I've done a lot of things from my own home: read hundreds of children's books, maintained a children's book blog, written a half dozen manuscripts, kept a running list of book ideas. But those were all done mostly in private and, I confess, largely in pajamas. Late last year I wanted to go public with my dream. I aimed to (enter drumroll here) attend a conference! Yup, you know you're big time when you attend a conference. I was already a (low-profile, hardly contributing) member of the Society of Children's Books Writers and Illustrators, so I stepped it up and signed up for their annual winter conference in New York City. As I signed my writer self up for the conference, I made realistic goals for myself: meet people, learn a lot about the industry, look for publishing opportunities, pick up writing tools, get inspired and motivated.
About a month before the conference, I realized that I needed to have something in my wallet: a business card! My very own business card! Yes--that was going to be my Valentine gift to myself. I was full of daydreams: I envisioned writer Kate confidently introducing herself to another writer or publisher or illustrator, having a charming and witty and intelligent conversation, and them wanting to get in touch with me. In my daydream, I reached into my purse and pulled out a business card and said something clever and confident and funny while exchanging contact information.
And then, overnight, my manuscripts would be in the right hands. TA-DAA!

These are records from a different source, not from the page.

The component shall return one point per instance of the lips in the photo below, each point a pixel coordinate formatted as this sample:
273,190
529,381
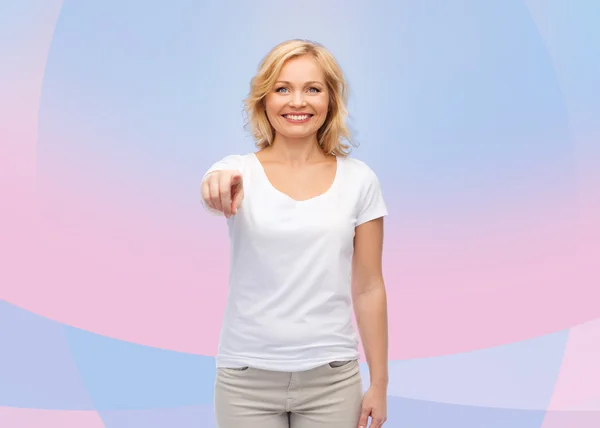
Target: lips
297,117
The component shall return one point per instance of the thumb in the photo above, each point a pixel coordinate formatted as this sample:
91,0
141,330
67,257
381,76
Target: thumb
364,418
236,178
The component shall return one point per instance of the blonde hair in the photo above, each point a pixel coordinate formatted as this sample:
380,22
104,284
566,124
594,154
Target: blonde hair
334,130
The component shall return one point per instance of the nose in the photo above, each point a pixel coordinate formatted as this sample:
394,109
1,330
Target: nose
297,99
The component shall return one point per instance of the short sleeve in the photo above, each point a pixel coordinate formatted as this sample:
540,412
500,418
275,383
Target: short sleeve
372,204
230,162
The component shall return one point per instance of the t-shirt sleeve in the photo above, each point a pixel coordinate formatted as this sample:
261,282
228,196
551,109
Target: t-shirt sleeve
230,162
372,204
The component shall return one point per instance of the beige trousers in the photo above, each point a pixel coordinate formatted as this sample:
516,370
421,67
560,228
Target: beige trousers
328,396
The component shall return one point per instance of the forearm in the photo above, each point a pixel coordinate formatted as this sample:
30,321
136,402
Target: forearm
370,307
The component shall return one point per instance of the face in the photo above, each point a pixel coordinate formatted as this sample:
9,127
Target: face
298,103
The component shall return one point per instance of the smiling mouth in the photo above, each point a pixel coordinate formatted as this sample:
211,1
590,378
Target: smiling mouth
297,117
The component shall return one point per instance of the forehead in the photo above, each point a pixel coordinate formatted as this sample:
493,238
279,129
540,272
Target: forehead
301,69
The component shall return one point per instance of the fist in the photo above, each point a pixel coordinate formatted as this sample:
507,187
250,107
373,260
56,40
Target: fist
223,191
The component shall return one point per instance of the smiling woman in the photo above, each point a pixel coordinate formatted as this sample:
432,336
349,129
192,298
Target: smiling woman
303,218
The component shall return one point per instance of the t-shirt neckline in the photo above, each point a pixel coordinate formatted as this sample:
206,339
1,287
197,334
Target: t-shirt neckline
288,197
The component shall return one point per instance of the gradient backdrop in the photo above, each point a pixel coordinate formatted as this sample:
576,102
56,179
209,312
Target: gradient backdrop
480,117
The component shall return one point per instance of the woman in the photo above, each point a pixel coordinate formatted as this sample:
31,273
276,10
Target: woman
306,231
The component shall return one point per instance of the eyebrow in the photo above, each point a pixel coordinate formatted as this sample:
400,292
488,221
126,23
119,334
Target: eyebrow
312,82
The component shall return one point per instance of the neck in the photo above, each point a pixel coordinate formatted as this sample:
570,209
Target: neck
296,151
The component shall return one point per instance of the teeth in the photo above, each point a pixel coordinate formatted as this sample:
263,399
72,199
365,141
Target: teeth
294,117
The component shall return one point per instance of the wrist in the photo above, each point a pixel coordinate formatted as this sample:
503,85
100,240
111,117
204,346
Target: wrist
379,383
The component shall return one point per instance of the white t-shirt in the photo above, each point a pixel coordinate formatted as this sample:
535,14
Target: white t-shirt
289,305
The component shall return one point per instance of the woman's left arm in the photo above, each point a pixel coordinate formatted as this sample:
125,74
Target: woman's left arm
370,307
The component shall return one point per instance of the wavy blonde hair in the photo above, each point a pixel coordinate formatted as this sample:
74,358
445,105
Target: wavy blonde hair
334,130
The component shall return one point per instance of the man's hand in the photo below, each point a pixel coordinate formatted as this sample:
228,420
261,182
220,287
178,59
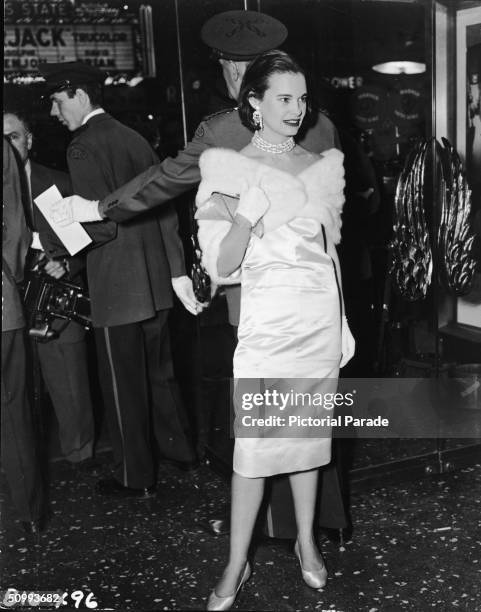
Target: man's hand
182,286
348,344
56,269
74,208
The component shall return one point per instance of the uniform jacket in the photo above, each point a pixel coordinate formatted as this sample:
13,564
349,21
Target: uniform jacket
15,241
129,267
172,177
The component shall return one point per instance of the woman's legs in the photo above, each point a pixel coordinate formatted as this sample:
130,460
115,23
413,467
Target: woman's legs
246,497
304,492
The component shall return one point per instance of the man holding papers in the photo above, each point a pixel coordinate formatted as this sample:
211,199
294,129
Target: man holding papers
63,360
131,270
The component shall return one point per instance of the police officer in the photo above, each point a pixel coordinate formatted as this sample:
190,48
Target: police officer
235,37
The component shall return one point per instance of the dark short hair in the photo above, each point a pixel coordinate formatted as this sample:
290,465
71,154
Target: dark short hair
93,90
256,80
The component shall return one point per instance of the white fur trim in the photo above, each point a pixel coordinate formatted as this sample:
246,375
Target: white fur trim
210,235
317,192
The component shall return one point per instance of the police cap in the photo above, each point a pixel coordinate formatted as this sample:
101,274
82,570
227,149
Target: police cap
61,75
242,35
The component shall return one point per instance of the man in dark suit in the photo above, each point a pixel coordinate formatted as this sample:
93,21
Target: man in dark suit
235,37
63,360
19,457
131,270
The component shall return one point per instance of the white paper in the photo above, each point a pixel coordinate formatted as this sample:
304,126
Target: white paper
73,236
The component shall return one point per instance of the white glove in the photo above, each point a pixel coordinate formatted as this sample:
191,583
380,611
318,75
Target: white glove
348,344
253,205
182,286
74,208
36,244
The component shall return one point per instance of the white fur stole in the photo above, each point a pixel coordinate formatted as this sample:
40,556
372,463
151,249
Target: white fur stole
317,192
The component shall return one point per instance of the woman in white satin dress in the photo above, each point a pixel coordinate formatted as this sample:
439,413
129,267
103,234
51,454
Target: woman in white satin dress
279,236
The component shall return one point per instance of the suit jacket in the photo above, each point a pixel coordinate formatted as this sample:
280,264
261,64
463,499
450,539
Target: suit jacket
129,267
173,177
15,240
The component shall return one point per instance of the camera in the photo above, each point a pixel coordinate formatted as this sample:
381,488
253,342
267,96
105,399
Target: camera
46,299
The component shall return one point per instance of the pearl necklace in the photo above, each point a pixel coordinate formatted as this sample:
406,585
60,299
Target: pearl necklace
278,149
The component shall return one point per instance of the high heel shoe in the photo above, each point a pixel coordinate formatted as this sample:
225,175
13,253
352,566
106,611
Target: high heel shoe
315,579
225,603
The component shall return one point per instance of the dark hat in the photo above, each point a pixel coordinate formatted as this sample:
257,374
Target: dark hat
242,35
69,74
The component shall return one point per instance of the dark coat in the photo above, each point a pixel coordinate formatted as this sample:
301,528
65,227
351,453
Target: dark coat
173,177
15,240
129,267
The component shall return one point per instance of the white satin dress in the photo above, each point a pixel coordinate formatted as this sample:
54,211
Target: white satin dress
290,327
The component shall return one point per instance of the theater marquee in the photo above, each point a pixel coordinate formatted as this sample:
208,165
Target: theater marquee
110,47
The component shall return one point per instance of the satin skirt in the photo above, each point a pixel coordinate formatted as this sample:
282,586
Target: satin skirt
289,332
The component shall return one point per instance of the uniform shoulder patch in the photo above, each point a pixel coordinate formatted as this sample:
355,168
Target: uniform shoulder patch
77,153
225,111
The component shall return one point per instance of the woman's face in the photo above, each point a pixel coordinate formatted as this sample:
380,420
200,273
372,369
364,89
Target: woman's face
283,106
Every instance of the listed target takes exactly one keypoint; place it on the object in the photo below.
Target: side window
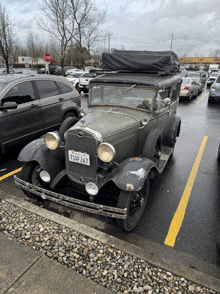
(175, 92)
(161, 95)
(47, 89)
(20, 93)
(64, 88)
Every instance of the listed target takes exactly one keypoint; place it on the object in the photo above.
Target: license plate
(79, 157)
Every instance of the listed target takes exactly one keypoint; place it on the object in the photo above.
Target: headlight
(52, 140)
(45, 176)
(82, 113)
(106, 152)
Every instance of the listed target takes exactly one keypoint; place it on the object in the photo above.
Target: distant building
(29, 60)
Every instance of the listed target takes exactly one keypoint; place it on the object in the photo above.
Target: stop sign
(47, 57)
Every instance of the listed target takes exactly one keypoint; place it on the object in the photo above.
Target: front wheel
(31, 173)
(135, 202)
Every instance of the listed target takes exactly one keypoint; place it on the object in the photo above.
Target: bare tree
(88, 21)
(58, 21)
(6, 36)
(215, 53)
(34, 47)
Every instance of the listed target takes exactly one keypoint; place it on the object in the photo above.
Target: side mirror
(167, 101)
(9, 105)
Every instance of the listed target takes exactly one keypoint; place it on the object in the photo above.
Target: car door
(162, 111)
(23, 123)
(51, 102)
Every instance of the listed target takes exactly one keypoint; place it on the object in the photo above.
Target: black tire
(66, 124)
(30, 173)
(68, 114)
(219, 153)
(78, 88)
(135, 202)
(153, 145)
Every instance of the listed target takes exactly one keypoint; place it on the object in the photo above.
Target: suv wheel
(135, 202)
(153, 145)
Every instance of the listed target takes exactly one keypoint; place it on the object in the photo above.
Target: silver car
(31, 105)
(214, 94)
(189, 88)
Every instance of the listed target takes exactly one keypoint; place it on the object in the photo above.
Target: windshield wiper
(128, 89)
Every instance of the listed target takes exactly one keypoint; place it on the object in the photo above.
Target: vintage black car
(103, 163)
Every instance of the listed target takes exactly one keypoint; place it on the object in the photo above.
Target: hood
(108, 123)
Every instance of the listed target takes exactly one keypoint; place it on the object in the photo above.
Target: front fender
(132, 173)
(52, 161)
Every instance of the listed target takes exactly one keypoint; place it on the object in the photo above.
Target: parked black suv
(31, 105)
(104, 163)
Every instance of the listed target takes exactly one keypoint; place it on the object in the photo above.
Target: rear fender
(132, 173)
(52, 161)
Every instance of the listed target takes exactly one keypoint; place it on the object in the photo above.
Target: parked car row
(109, 157)
(214, 93)
(189, 88)
(31, 105)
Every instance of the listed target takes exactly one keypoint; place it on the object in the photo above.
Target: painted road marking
(181, 209)
(10, 174)
(202, 98)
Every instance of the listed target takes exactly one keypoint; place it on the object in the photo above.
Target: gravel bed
(114, 269)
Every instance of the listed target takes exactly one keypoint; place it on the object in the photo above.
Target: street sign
(47, 57)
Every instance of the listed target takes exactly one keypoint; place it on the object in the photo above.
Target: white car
(85, 79)
(71, 70)
(4, 70)
(189, 88)
(74, 79)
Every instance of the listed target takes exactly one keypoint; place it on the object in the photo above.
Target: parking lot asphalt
(45, 252)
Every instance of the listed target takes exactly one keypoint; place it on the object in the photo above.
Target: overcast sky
(143, 24)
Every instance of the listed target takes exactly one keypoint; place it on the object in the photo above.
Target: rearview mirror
(9, 105)
(167, 101)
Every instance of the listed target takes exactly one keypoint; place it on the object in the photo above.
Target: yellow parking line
(202, 98)
(180, 212)
(10, 174)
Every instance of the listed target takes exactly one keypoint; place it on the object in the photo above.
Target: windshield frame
(125, 89)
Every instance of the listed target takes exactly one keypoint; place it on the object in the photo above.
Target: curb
(156, 260)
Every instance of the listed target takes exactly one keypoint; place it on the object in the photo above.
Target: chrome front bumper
(72, 202)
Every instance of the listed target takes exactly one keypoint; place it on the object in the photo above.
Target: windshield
(75, 75)
(131, 96)
(2, 85)
(194, 74)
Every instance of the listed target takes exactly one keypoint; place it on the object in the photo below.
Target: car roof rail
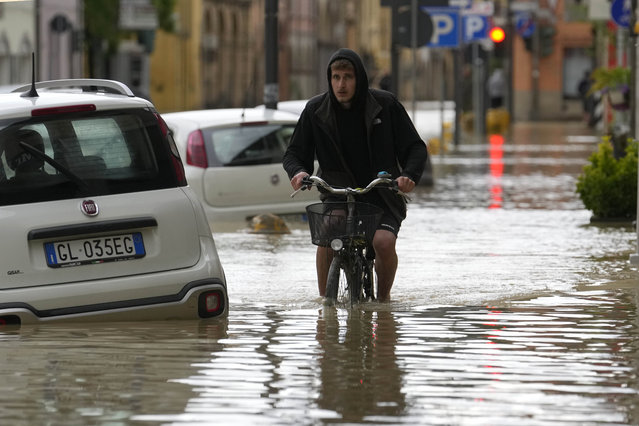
(86, 84)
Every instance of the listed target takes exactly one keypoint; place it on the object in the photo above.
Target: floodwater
(509, 307)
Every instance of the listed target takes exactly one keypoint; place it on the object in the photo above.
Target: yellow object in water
(268, 223)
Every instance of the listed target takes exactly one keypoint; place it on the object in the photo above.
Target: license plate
(94, 250)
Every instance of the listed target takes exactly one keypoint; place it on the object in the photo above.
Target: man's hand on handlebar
(405, 184)
(297, 181)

So I ordered up some business cards. And I was as giddy as my kids on Christmas day when they arrived. Here's what was suddenly in my wallet, much to my own excitement:
So I attended said conference and had a great time achieving my goals of, basically, being an observant bump on a log. Meeting people was a little more difficult even for extravert me. But, on the second and final morning, before a bunch of awards were given out by a super successful author (Jane Yolen!) and wildly successful illustrator (Tomie dePaola!), I sat next to an illustrator who lives near me. After chatting for about ten minutes, I worked up the urge to say, casually: "Want to exchange information?" as if this was the normal thing to do. Really, I just didn't want to get back on my southbound train with all 60 of my brand new business cards. 59 would be so much lighter, easier to carry...
She said, "Oh yes!" And as she fumbled through her purse to her wallet, where she grabbed her business card, we exchanged a hearty laugh at the fact that we had BOTH gotten these business cards for ourselves for this conference, and this was the very first time we had pulled one out.